Ventiquattro tonnellate di cuoi e pelli conciate bloccate in porto dall’Agenzia delle Dogane

I funzionari hanno accertato, infatti, che l’importatore aveva dichiarato un’origine della merce diversa da quella risultante dai controlli e dovrà, per questo, procedere alla rettifica della dichiarazione di origine pagando una cospicua sanzione

24 tonnellate di cuoi e pelli conciate sono state individuate e bloccate dai funzionari  ADM dell’Ufficio delle Dogane di Genova 1 nel corso dei controlli effettuati sulle merci in entrata sul territorio nazionale.
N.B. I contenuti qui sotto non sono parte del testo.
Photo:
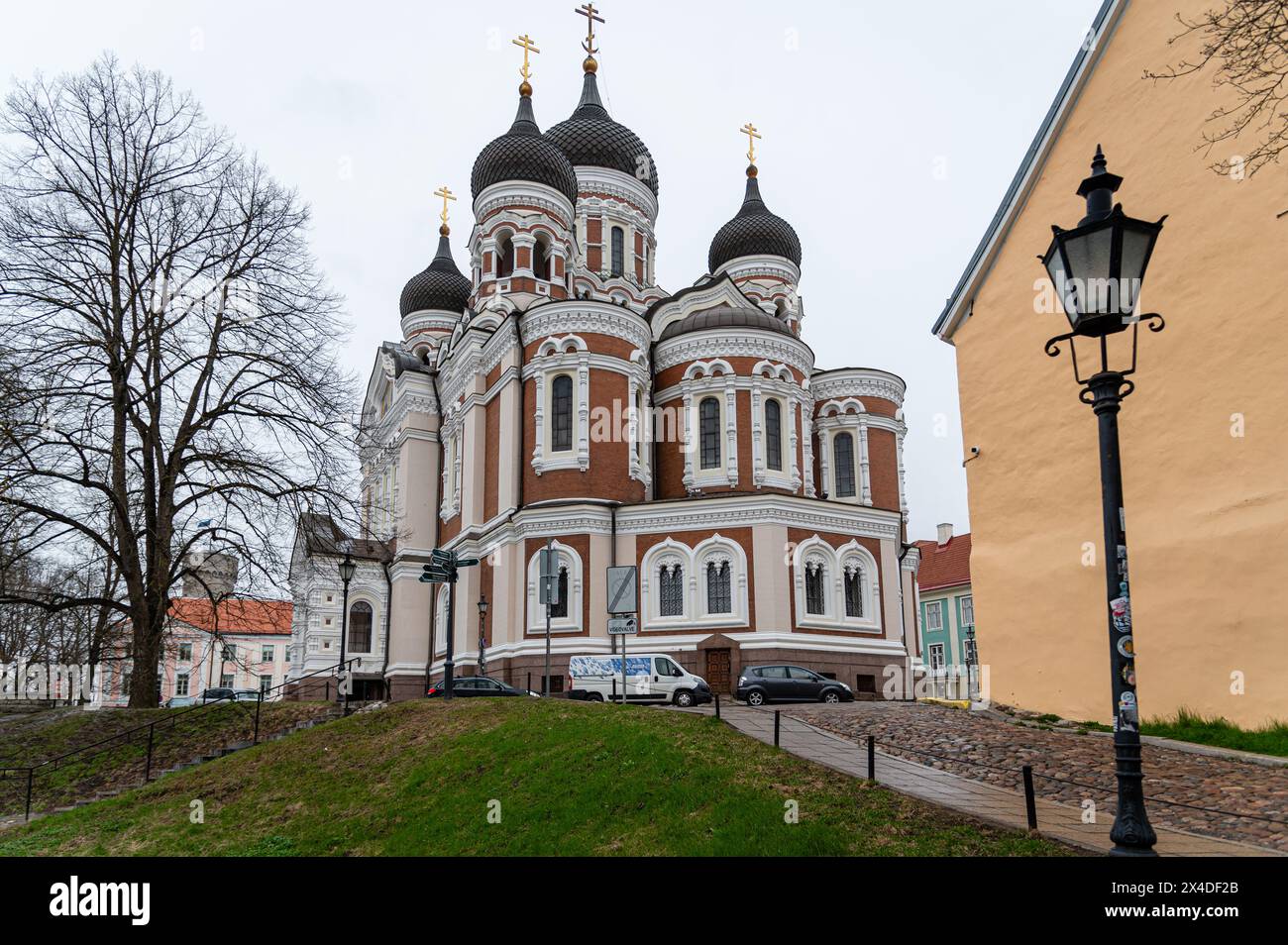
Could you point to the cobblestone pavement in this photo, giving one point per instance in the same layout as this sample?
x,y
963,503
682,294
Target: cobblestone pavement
x,y
966,742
Tale attività è il risultato dell’elevata vigilanza assicurata dai funzionari degli Uffici delle Dogane dell’Agenzia delle Accise, Dogane e Monopoli sulle merci destinate al mercato nazionale e dell’Unione.

Lo standard europeo definisce le prescrizioni necessarie per conferire l’origine della produzione del cuoio basandosi sul principio dell’ultima trasformazione sostanziale, in conformità al Regolamento CEE n. 2913 del 1992 che istituisce il codice doganale comunitario, secondo le regole di origine non preferenziale. La novità introdotta dalla norma europea è il criterio in base al quale per le pelli finite va considerata sia l’ultima trasformazione sostanziale (riconcia, tintura, ingrasso) che il processo di rifinizione della pelle: per quest’ultima fase la sua eventuale esecuzione  in un Paese diverso da quello di cui si dichiara l’origine deve essere indicata separatamente.

Il “Made in” della produzione della pelle non si trasferisce automaticamente al “Made in” del manufatto, per cui il Paese di origine della produzione della materia prima non costituisce il “Made in” del prodotto finito.